During his visit to Japan, US President Donald Trump flaunted his close friendship with Prime Minister Shinzo Abe, who lavished him with caps emblazoned with "Donald and Shinzo, Make Alliance Even Greater" and a wagyu dinner.
They bonded over golf, exchanging fist bumps and high fives, and chowed down US beef burgers.
Much has been made about the significance of their interaction, and both countries came away confident in their security alliance over issues such as North Korea and the Indo-Pacific. In this regard, there was "no surprise", Dr Yasushi Watanabe of Keio University said, adding: "It was quite natural the summit would go smoothly."
The two men, on first-name terms, rhapsodised over their tight bond, which analysts say may help them bridge difficult issues.
However, moments in their joint press conference gave critics some pause, as these betrayed the leaders' divergent views on a variety of issues, with Mr Abe offering nuanced responses in contrast to Mr Trump's typical bluster.
On dealing with North Korea, for instance, Mr Trump urged Japan to buy more US weaponry that will allow it to "shoot down North Korean missiles from the sky". On his part, Mr Abe said any interception will be "closely coordinated with the US".
• Seven highlights of Trump's first trip to Asia.
• How he fared in Vietnam, South Korea and the Philippines.
While Japan has stressed that it is an equal partner with the US in their bilateral alliance, critics wonder if Mr Trump instead regards Japan as subservient to the US. The US leader implied in a put-down that the Japanese economy is second fiddle to the US', and even interjected during a question meant for Mr Abe about Japan's national security.
"The Japanese people are thriving, your cities are vibrant and you've built one of the world's most powerful economies.
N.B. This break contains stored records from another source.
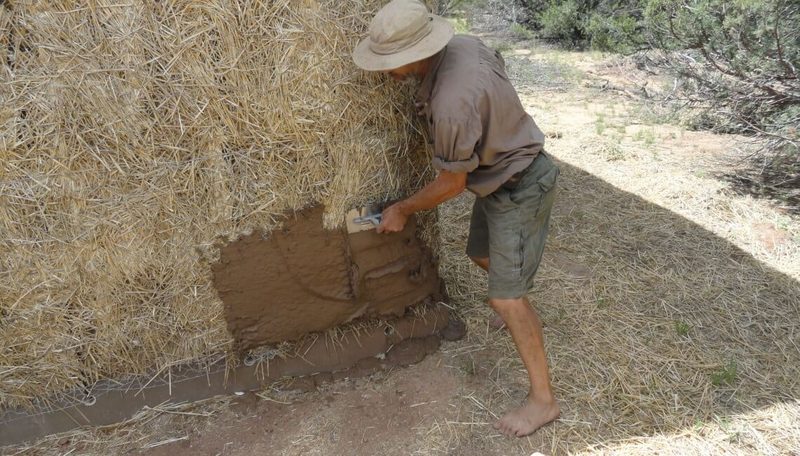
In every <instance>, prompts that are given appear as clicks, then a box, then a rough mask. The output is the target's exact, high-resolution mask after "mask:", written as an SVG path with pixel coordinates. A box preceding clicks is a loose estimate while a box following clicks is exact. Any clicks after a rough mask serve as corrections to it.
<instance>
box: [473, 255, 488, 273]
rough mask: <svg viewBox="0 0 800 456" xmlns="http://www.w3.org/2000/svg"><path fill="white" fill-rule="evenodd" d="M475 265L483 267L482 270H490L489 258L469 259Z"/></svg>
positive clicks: (482, 257) (485, 270) (481, 267)
mask: <svg viewBox="0 0 800 456" xmlns="http://www.w3.org/2000/svg"><path fill="white" fill-rule="evenodd" d="M469 259H470V260H472V262H473V263H475V264H477V265H478V266H480V267H481V269H483V270H485V271H488V270H489V257H473V256H471V257H469Z"/></svg>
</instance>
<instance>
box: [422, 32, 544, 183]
mask: <svg viewBox="0 0 800 456" xmlns="http://www.w3.org/2000/svg"><path fill="white" fill-rule="evenodd" d="M417 106H418V108H419V109H420V114H421V115H424V116H425V120H426V121H427V125H428V130H429V132H430V136H431V138H432V140H433V144H434V154H433V155H434V156H433V167H434V168H436V169H438V170H446V171H450V172H455V173H468V175H467V189H468V190H469V191H471V192H473V193H475V194H476V195H478V196H486V195H488V194H490V193H492V192H493V191H495V190H497V188H498V187H500V185H502V184H503V183H504V182H505V181H507V180H508V178H509V177H511V176H512V175H513V174H515V173H517V172H519V171H522V170H523V169H525V168H526V167H527V166H528V165H529V164H530V163H531V162H532V161H533V159H534V158H536V155H537V154H538V153H539V151H541V150H542V148H543V147H544V134H543V133H542V131H541V130H539V127H537V126H536V123H535V122H534V121H533V119H532V118H531V116H529V115H528V113H526V112H525V110H524V109H523V108H522V104H521V103H520V101H519V97H518V96H517V92H516V91H515V90H514V87H513V86H512V85H511V82H510V81H509V80H508V76H507V75H506V72H505V62H504V61H503V58H502V57H501V56H500V53H498V52H496V51H494V50H492V49H490V48H488V47H486V45H484V44H483V42H481V40H479V39H478V38H475V37H472V36H465V35H457V36H455V37H453V39H452V40H450V43H448V45H447V47H445V48H444V50H443V51H442V52H441V53H439V55H438V57H437V60H436V61H435V62H434V65H433V67H432V69H431V71H430V72H429V73H428V75H427V76H426V77H425V79H424V80H423V81H422V85H421V86H420V88H419V92H418V93H417Z"/></svg>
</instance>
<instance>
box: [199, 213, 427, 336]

I don't know if it's as good as ours," said Mr Trump. Then turning to Mr Abe, he added: "I think not, okay? And we're going to try to keep it that way. But you'll be second."
Ms Shihoko Goto, who studies North-east Asia issues at the Woodrow Wilson Centre in Washington, said while the leaders managed to set the tone for the alliance, "their love of golf is a superficial connection that can evaporate quickly". "Mr Trump's core belief surfaced when he said the US was No. 1, while Japan could be No. 2," she said.
But Mr Abe has some leverage when it comes to buying US arms, according to Ms Goto.
"It would give him greater impetus for constitutional reform, which is a prerequisite for Japan to enhance its military capabilities."